Hexagonal axes are four in number, viz. a vertical axis coinciding with the principal axis of the crystal, and three horizontal axes inclined to one another at 60° in a plane perpendicular to the principal axis. The three horizontal axes, which are taken either parallel or perpendicular to the faces of a hexagonal prism (fig. 71) or the edge of a hexagonal bipyramid (fig. 70), are equal in length (a) but the vertical axis is of a different length (c). The indices of planes referred to such a set of axes are four in number; they are written as {hikl}, the first three (h + i + k = 0) referring to the horizontal axes and the last to the vertical axis. The ratio a : c of the parameters, or the axial ratio, is characteristic of all the crystals of the same substance. Thus for beryl (including emerald) a : c = 1 : 0.4989 (often written c = 0.4989); for zinc c = 1.3564.

Rhombohedral Division.

In the rhomobohedral or trigonal division of the hexagonal system there are seven symmetry-classes, all of which possess a single triad axis of symmetry.

Holosymmetric Class

(Holohedral; Ditrigonal scalenohedral).

In this class, which presents the commonest type of symmetry of the hexagonal system, the triad axis is associated with three similar planes of symmetry inclined to one another at 60° and intersecting in the triad axis; there are also three similar dyad axes, each perpendicular to a plane of symmetry, and a centre of symmetry. The seven simple forms are:—

Fig. 66.	Fig. 67.
Direct and Inverse Rhombohedra.

Rhombohedron (figs. 66 and 67), consisting of six rhomb-shaped faces with the edges all of equal lengths: the faces are perpendicular to the planes of symmetry. There are two sets of rhombohedra, distinguished respectively as direct and inverse; those of one set (fig. 66) are brought into the orientation of the other set (fig. 67) by a rotation of 60° or 180° about the principal axis. For the fundamental rhombohedron, parallel to the edges of which are the crystallographic axes of reference, the indices are {100}. Other rhombohedra may have the indices {211}, {411}, {110}, {221}, {111}, &c., or in general {hkk}. (Compare fig. 72; for figures of other rhombohedra see [Calcite].)

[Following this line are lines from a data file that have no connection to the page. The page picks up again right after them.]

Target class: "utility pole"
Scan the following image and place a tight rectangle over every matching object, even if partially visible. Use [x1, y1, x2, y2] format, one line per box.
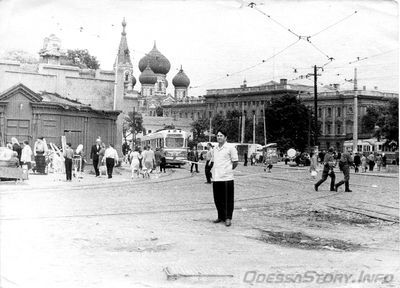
[209, 116, 212, 142]
[241, 102, 245, 143]
[263, 102, 267, 145]
[313, 65, 318, 147]
[252, 111, 256, 145]
[353, 68, 358, 152]
[238, 116, 241, 143]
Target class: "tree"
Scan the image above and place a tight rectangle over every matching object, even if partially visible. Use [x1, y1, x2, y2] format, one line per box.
[263, 94, 317, 152]
[361, 99, 398, 147]
[123, 111, 144, 145]
[190, 118, 209, 142]
[361, 106, 383, 135]
[66, 49, 100, 69]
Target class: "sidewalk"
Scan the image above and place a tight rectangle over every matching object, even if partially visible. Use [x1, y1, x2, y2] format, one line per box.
[0, 163, 185, 191]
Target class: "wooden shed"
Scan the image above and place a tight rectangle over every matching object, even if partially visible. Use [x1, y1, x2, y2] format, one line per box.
[0, 83, 120, 158]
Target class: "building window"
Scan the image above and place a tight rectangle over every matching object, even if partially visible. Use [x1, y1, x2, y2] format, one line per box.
[179, 112, 182, 118]
[337, 107, 341, 117]
[337, 124, 341, 134]
[182, 90, 186, 98]
[326, 142, 330, 149]
[327, 124, 331, 134]
[318, 108, 322, 117]
[185, 112, 188, 118]
[191, 112, 194, 119]
[348, 106, 353, 114]
[327, 108, 332, 117]
[197, 112, 200, 119]
[125, 72, 129, 81]
[150, 88, 153, 95]
[209, 111, 212, 118]
[158, 82, 162, 91]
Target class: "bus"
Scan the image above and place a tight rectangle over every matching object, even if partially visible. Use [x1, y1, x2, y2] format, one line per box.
[140, 129, 189, 167]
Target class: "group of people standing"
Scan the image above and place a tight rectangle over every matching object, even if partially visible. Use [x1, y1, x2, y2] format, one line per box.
[90, 139, 118, 179]
[128, 146, 166, 178]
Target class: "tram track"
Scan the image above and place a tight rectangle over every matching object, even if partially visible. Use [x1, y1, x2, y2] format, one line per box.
[1, 169, 397, 223]
[0, 189, 342, 221]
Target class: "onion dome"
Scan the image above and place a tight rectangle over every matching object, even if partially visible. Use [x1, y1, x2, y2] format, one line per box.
[139, 64, 157, 85]
[132, 75, 137, 87]
[138, 41, 171, 75]
[172, 66, 190, 88]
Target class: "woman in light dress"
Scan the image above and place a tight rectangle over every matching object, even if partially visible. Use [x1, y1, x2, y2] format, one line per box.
[129, 147, 142, 178]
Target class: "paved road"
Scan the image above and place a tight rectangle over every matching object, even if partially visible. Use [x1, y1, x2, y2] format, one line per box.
[0, 163, 399, 288]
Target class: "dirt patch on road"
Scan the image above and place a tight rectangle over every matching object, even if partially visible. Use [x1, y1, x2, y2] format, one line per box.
[255, 229, 361, 251]
[270, 205, 382, 226]
[298, 209, 379, 225]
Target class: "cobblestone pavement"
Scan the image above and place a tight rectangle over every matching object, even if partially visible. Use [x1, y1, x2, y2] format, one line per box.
[0, 162, 398, 288]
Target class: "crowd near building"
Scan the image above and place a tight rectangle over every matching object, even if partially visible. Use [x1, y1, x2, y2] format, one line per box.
[0, 18, 397, 154]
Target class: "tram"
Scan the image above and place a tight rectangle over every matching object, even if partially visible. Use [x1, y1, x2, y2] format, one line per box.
[140, 129, 189, 167]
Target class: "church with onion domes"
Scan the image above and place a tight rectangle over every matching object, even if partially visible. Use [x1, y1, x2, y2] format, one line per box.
[114, 18, 191, 118]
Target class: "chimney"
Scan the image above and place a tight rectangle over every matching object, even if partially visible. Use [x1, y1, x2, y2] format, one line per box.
[280, 79, 287, 85]
[333, 83, 340, 90]
[241, 79, 247, 88]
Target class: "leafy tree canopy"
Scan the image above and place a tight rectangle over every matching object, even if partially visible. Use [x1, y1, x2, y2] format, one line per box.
[123, 111, 144, 143]
[66, 49, 100, 69]
[362, 98, 398, 146]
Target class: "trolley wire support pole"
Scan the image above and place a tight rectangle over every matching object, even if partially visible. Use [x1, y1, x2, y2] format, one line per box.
[353, 68, 358, 153]
[263, 102, 267, 146]
[314, 65, 318, 146]
[252, 111, 256, 146]
[241, 102, 245, 144]
[209, 117, 212, 142]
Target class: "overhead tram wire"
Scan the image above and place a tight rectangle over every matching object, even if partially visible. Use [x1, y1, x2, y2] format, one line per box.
[190, 39, 300, 89]
[250, 4, 300, 38]
[310, 11, 358, 38]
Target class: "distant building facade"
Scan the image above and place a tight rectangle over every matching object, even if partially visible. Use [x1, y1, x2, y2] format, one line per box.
[162, 79, 398, 151]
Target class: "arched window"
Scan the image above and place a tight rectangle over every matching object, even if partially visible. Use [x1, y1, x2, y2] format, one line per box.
[158, 82, 162, 91]
[327, 108, 332, 117]
[125, 72, 129, 82]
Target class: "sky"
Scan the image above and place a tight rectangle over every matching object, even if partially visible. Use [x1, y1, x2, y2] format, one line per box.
[0, 0, 398, 96]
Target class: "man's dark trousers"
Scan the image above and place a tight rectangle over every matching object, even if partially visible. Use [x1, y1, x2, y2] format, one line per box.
[65, 158, 72, 180]
[315, 167, 336, 191]
[191, 163, 199, 173]
[106, 158, 115, 178]
[205, 160, 212, 183]
[213, 180, 234, 220]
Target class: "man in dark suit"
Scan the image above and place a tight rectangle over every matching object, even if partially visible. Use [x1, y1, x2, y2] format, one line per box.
[90, 138, 101, 177]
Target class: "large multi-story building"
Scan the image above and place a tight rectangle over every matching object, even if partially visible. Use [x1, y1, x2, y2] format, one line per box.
[162, 79, 398, 151]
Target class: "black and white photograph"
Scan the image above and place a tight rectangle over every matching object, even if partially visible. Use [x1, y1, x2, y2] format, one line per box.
[0, 0, 398, 287]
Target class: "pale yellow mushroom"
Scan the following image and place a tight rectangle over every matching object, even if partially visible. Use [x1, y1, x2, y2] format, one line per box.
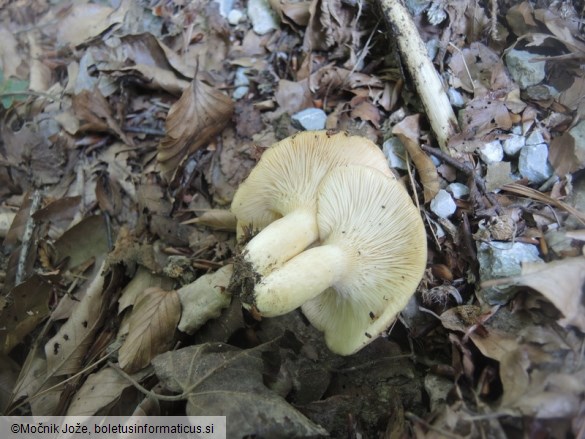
[230, 131, 393, 281]
[248, 165, 427, 355]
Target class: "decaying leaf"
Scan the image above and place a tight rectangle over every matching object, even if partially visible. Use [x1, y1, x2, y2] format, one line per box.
[65, 367, 133, 416]
[0, 275, 52, 354]
[483, 257, 585, 332]
[152, 342, 328, 438]
[157, 74, 234, 181]
[118, 266, 174, 314]
[118, 287, 181, 373]
[56, 3, 124, 47]
[392, 114, 440, 203]
[72, 90, 133, 145]
[177, 264, 233, 334]
[45, 261, 107, 377]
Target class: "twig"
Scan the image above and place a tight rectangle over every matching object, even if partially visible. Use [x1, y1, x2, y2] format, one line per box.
[15, 191, 42, 285]
[107, 362, 188, 402]
[0, 91, 59, 102]
[378, 0, 458, 153]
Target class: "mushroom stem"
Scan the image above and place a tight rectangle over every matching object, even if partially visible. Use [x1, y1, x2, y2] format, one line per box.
[243, 208, 319, 275]
[252, 244, 347, 317]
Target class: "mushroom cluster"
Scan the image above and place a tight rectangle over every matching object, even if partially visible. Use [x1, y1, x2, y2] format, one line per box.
[229, 130, 427, 355]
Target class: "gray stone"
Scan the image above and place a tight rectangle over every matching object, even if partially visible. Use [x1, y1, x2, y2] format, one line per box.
[232, 86, 249, 100]
[503, 134, 525, 156]
[430, 189, 457, 218]
[448, 88, 465, 107]
[447, 182, 469, 199]
[426, 1, 447, 25]
[214, 0, 234, 17]
[505, 49, 546, 89]
[477, 241, 544, 304]
[234, 67, 249, 87]
[227, 9, 244, 25]
[248, 0, 279, 35]
[405, 0, 431, 16]
[518, 143, 554, 184]
[511, 125, 523, 135]
[486, 161, 514, 192]
[382, 137, 408, 170]
[291, 108, 327, 131]
[526, 130, 545, 146]
[478, 140, 504, 164]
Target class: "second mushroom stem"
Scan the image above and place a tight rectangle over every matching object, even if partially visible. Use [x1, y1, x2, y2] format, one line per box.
[252, 244, 347, 317]
[243, 208, 319, 276]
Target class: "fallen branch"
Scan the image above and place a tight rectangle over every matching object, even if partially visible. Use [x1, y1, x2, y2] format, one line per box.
[379, 0, 458, 153]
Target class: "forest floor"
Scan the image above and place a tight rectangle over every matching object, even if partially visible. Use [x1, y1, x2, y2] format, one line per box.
[1, 0, 585, 437]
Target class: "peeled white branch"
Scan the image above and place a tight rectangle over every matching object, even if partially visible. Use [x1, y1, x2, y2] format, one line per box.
[379, 0, 459, 153]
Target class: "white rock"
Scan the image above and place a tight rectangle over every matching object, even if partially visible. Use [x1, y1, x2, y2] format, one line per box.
[232, 86, 249, 100]
[447, 88, 465, 107]
[503, 134, 525, 156]
[227, 9, 244, 25]
[291, 108, 327, 131]
[430, 189, 457, 218]
[214, 0, 234, 17]
[518, 143, 554, 184]
[511, 125, 522, 135]
[478, 140, 503, 164]
[248, 0, 279, 35]
[526, 130, 545, 146]
[234, 67, 249, 87]
[447, 182, 469, 199]
[382, 138, 407, 170]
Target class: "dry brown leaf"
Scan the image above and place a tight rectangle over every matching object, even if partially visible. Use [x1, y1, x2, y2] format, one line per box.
[182, 209, 237, 231]
[45, 262, 107, 377]
[66, 367, 132, 416]
[482, 257, 585, 332]
[157, 75, 234, 181]
[392, 115, 440, 203]
[72, 90, 134, 146]
[0, 276, 52, 354]
[95, 173, 123, 217]
[118, 266, 174, 314]
[0, 26, 24, 78]
[549, 130, 585, 176]
[118, 287, 181, 373]
[274, 79, 312, 114]
[12, 349, 62, 416]
[56, 3, 123, 47]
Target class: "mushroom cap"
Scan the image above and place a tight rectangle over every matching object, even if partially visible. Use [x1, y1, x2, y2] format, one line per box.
[231, 130, 393, 235]
[301, 165, 427, 355]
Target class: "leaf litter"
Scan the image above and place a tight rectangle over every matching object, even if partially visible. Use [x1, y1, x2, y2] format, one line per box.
[0, 0, 584, 437]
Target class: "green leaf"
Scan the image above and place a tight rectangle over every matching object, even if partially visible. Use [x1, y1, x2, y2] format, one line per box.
[0, 69, 30, 109]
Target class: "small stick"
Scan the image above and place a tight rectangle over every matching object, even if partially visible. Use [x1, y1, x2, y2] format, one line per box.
[15, 190, 42, 285]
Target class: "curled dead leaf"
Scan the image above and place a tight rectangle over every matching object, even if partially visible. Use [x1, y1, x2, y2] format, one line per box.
[482, 257, 585, 332]
[392, 114, 440, 203]
[118, 287, 181, 373]
[157, 75, 234, 181]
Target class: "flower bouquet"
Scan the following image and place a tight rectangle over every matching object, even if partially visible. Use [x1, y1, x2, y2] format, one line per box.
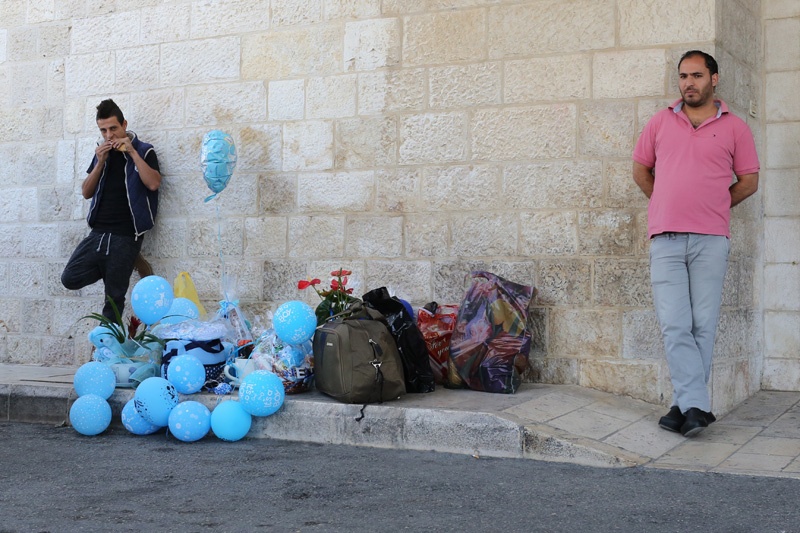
[298, 269, 359, 326]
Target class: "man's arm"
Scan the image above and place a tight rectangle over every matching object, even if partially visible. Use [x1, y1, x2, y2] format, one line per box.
[81, 142, 113, 199]
[730, 172, 758, 207]
[113, 137, 162, 191]
[632, 161, 655, 199]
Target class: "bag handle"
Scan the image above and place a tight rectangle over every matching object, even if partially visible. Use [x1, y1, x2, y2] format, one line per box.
[355, 337, 386, 422]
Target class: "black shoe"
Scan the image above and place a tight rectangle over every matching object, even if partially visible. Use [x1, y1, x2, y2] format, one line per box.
[658, 406, 685, 433]
[680, 408, 716, 437]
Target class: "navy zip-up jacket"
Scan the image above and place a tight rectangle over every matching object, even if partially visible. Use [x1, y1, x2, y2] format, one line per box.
[86, 131, 159, 239]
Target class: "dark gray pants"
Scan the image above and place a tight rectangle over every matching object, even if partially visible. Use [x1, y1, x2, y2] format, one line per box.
[61, 230, 143, 320]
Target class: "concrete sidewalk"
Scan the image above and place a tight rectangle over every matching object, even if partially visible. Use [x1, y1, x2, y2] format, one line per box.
[3, 363, 800, 479]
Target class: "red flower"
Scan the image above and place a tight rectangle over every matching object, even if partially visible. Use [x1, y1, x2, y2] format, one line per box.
[330, 279, 340, 290]
[297, 278, 321, 290]
[331, 269, 352, 277]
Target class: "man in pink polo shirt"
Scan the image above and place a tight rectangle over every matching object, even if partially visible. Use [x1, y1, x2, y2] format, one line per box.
[632, 50, 759, 437]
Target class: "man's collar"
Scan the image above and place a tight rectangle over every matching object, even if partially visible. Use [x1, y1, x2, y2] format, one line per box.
[670, 98, 726, 118]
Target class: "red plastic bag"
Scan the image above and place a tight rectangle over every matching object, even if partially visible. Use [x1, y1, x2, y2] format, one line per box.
[416, 303, 459, 384]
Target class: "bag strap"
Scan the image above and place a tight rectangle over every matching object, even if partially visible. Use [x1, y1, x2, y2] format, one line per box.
[355, 338, 386, 422]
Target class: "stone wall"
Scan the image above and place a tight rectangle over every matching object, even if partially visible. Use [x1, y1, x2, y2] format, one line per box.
[0, 0, 781, 413]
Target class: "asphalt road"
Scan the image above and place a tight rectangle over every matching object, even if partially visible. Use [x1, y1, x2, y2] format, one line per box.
[1, 421, 798, 532]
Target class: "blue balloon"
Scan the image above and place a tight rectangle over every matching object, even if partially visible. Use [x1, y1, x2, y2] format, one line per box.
[238, 370, 285, 417]
[211, 400, 252, 442]
[69, 394, 112, 436]
[273, 301, 317, 345]
[133, 377, 179, 427]
[166, 354, 206, 394]
[397, 298, 414, 318]
[168, 401, 211, 442]
[278, 344, 305, 368]
[121, 399, 160, 436]
[160, 297, 200, 325]
[201, 130, 237, 202]
[131, 275, 174, 325]
[73, 361, 116, 399]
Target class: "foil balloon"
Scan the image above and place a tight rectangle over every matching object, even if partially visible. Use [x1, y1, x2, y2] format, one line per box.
[201, 130, 237, 202]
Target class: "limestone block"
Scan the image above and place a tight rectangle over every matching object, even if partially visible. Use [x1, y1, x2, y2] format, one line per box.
[549, 309, 621, 358]
[622, 310, 665, 361]
[8, 262, 46, 298]
[580, 360, 660, 404]
[335, 116, 396, 169]
[128, 89, 184, 129]
[765, 218, 800, 263]
[191, 0, 270, 38]
[307, 75, 357, 119]
[504, 55, 590, 104]
[236, 124, 282, 172]
[216, 260, 264, 302]
[721, 259, 741, 308]
[605, 159, 647, 209]
[580, 101, 635, 157]
[283, 121, 333, 171]
[764, 169, 800, 217]
[472, 105, 576, 161]
[47, 59, 65, 106]
[71, 11, 140, 54]
[403, 9, 485, 66]
[39, 23, 71, 58]
[19, 300, 54, 334]
[161, 38, 240, 86]
[38, 187, 73, 222]
[45, 261, 72, 298]
[450, 212, 517, 257]
[56, 140, 76, 184]
[634, 211, 650, 256]
[58, 222, 89, 257]
[520, 212, 578, 257]
[593, 50, 665, 99]
[765, 0, 800, 18]
[65, 52, 114, 96]
[404, 215, 449, 258]
[55, 0, 87, 19]
[527, 307, 547, 358]
[432, 260, 537, 304]
[115, 46, 161, 92]
[4, 335, 40, 365]
[766, 72, 800, 122]
[375, 168, 422, 212]
[365, 260, 432, 303]
[577, 210, 635, 256]
[298, 171, 374, 211]
[41, 336, 79, 366]
[325, 0, 381, 20]
[27, 2, 54, 23]
[593, 259, 651, 307]
[714, 309, 752, 361]
[0, 299, 21, 332]
[186, 82, 266, 126]
[636, 98, 673, 135]
[525, 358, 579, 385]
[258, 173, 297, 214]
[160, 129, 204, 175]
[268, 79, 304, 121]
[765, 311, 800, 359]
[9, 63, 46, 107]
[242, 27, 340, 79]
[618, 0, 713, 46]
[399, 112, 467, 165]
[421, 165, 502, 211]
[0, 30, 6, 63]
[7, 27, 37, 62]
[187, 218, 243, 258]
[765, 19, 800, 71]
[711, 360, 752, 414]
[535, 258, 591, 306]
[488, 1, 614, 58]
[358, 69, 426, 114]
[717, 0, 761, 69]
[148, 218, 186, 259]
[429, 62, 501, 109]
[0, 189, 37, 223]
[140, 4, 191, 44]
[346, 216, 403, 258]
[761, 359, 800, 392]
[0, 231, 22, 258]
[344, 18, 401, 72]
[503, 160, 603, 209]
[0, 2, 24, 26]
[287, 216, 345, 258]
[761, 122, 800, 168]
[244, 217, 288, 258]
[0, 142, 57, 186]
[272, 0, 322, 26]
[764, 264, 800, 311]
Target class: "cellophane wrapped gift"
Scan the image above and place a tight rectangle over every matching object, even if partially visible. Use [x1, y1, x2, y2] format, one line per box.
[447, 271, 535, 394]
[251, 329, 314, 394]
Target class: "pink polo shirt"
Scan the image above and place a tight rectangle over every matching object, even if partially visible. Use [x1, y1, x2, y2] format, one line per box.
[633, 99, 760, 238]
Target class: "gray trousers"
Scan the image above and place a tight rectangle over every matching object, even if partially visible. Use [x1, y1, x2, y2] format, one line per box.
[650, 233, 729, 413]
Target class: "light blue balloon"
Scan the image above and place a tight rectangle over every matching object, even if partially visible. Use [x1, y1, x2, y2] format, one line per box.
[121, 399, 161, 436]
[131, 275, 174, 325]
[168, 401, 211, 442]
[133, 377, 179, 427]
[160, 297, 200, 325]
[201, 130, 237, 202]
[73, 361, 116, 399]
[278, 344, 305, 368]
[211, 400, 252, 442]
[70, 394, 112, 436]
[273, 301, 317, 345]
[238, 370, 285, 417]
[166, 354, 206, 394]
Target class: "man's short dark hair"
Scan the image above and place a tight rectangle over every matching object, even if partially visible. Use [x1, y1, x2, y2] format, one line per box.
[678, 50, 719, 76]
[96, 99, 125, 124]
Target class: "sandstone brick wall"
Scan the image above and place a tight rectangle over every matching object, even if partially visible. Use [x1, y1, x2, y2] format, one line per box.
[0, 0, 786, 413]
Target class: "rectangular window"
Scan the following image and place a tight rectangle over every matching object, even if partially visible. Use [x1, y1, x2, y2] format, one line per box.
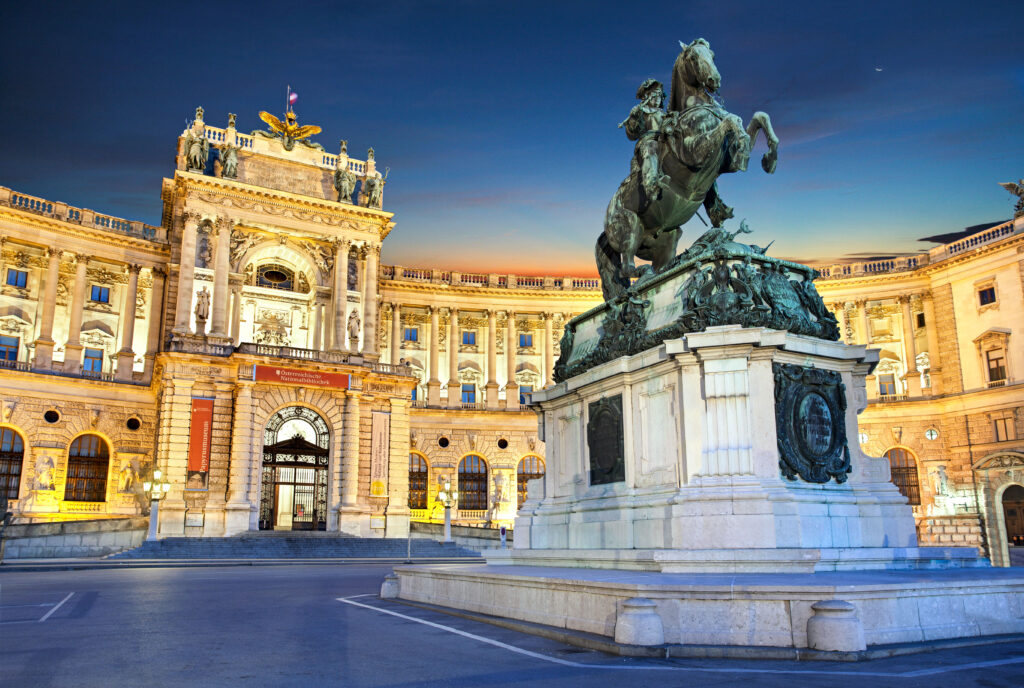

Scalenohedron (fig. 68), bounded by twelve scalene triangles, and with the general indices {hkl}. The zig-zag lateral edges coincide with the similar edges of a rhombohedron, as shown in fig. 69; if the indices of the inscribed rhombohedron be {100}, the indices of the scalenohedron represented in the figure are {201}. The scalenohedron {201} is a characteristic form of calcite, which for this reason is sometimes called “dog-tooth-spar.” The angles over the three edges of a face of a scalenohedron are all different; the angles over three alternate polar edges are more obtuse than over the other three polar edges. Like the two sets of rhombohedra, there are also direct and inverse scalenohedra, which may be similar in form and angles, but different in orientation and indices.